Nature de la décision : AU FOND



















Grosse délivrée le :



à :

Décision déférée à la Cour : jugement rendu le 14 janvier 2020 (R.G. n°F 16/02540) par le Conseil de Prud'hommes - Fo...

COUR D'APPEL DE BORDEAUX

CHAMBRE SOCIALE - SECTION A

--------------------------

ARRÊT DU : 10 MAI 2023

PRUD'HOMMES

N° RG 20/01023 - N° Portalis DBVJ-V-B7E-LPHA

Madame [G] [P]

(bénéficie d'une aide juridictionnelle Partielle numéro 33063/02/20/6736 du 18/06/2020 accordée par le bureau d'aide juridictionnelle de BORDEAUX)

c/

Monsieur [Z] [B]

Madame [H] [I]

Madame [O] [A]

Madame [R] [B]

Nature de la décision : AU FOND

Grosse délivrée le :

à :

Décision déférée à la Cour : jugement rendu le 14 janvier 2020 (R.G. n°F 16/02540) par le Conseil de Prud'hommes - Formation de départage de BORDEAUX, Section Activités Diverses, suivant déclaration d'appel du 21 février 2020,

APPELANTE :

Madame [G] [P] née [D]

née le 05 Juin 1967 à [Localité 4] (GABON) de nationalité Gabonaise, demeurant [Adresse 6]

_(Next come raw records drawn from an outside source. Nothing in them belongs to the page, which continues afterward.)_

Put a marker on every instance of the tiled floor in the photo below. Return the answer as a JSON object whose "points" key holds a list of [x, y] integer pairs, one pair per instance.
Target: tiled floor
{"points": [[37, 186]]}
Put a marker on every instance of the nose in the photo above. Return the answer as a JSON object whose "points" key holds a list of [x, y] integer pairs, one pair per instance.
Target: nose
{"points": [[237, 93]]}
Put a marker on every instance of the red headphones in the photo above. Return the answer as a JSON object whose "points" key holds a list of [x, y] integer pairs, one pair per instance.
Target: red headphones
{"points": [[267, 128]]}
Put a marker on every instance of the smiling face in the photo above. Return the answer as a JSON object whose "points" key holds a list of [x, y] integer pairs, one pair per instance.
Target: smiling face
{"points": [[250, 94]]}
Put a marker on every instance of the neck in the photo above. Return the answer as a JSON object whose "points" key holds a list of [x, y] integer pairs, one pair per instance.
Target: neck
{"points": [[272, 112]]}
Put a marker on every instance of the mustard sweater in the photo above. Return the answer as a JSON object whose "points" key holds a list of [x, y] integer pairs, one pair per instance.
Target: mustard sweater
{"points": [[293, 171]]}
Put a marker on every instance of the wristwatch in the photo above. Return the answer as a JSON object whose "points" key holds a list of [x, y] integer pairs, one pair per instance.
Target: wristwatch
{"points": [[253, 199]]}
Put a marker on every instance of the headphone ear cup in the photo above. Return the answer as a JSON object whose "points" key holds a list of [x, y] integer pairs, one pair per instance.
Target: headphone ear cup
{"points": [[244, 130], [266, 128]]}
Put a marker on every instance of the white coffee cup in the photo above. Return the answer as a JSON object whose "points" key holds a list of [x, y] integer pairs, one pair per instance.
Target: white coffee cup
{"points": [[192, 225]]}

représentée par Me Clémence TOSTIVINT, avocat au barreau de BORDEAUX

INTIMÉS :

Monsieur [Z] [B], de nationalité Française, demeurant [Adresse 1]

Madame [H] [B] épouse [I], de nationalité Française, demeurant [Adresse 2]

Madame [O] [B] épouse [A], de nationalité Française, demeurant [Adresse 3]

Madame [R] [B] née [S], née le 17 Décembre 1933 à [Localité 5] de nationalité Française, demeurant [Adresse 2]

en leur qualité d'ayants droit de Monsieur [T] [B]

représentés par Me Max BARDET de la SELARL BARDET & ASSOCIES, avocat au barreau de BORDEAUX

COMPOSITION DE LA COUR :

En application des dispositions de l'article 805 du code de procédure civile, l'affaire a été débattue le 14 mars 2023 en audience publique, les parties ne s'y étant pas opposées, devant Madame Sylvie Tronche, conseillère chargée d'instruire l'affaire,

Ce magistrat a rendu compte des plaidoiries dans le délibéré de la cour, composée de :

Madame Sylvie Hylaire, présidente

Madame Sylvie Tronche, conseillère

Madame Bénédicte Lamarque, conseillère

Greffier lors des débats : A.-Marie Lacour-Rivière,

ARRÊT :

- contradictoire

- prononcé publiquement par mise à disposition de l'arrêt au greffe de la Cour, les parties en ayant été préalablement avisées dans les conditions prévues à l'article 450 alinéa 2 du Code de Procédure Civile.

***

EXPOSÉ DU LITIGE

Lourdement handicapé à la suite d'un accident de la circulation, Monsieur [T] [B], a engagé Madame [G] [D] épouse [P], née en 1967, en qualité d'aide à domicile, par contrat de travail à durée indéterminée à compter du 1er octobre 2009.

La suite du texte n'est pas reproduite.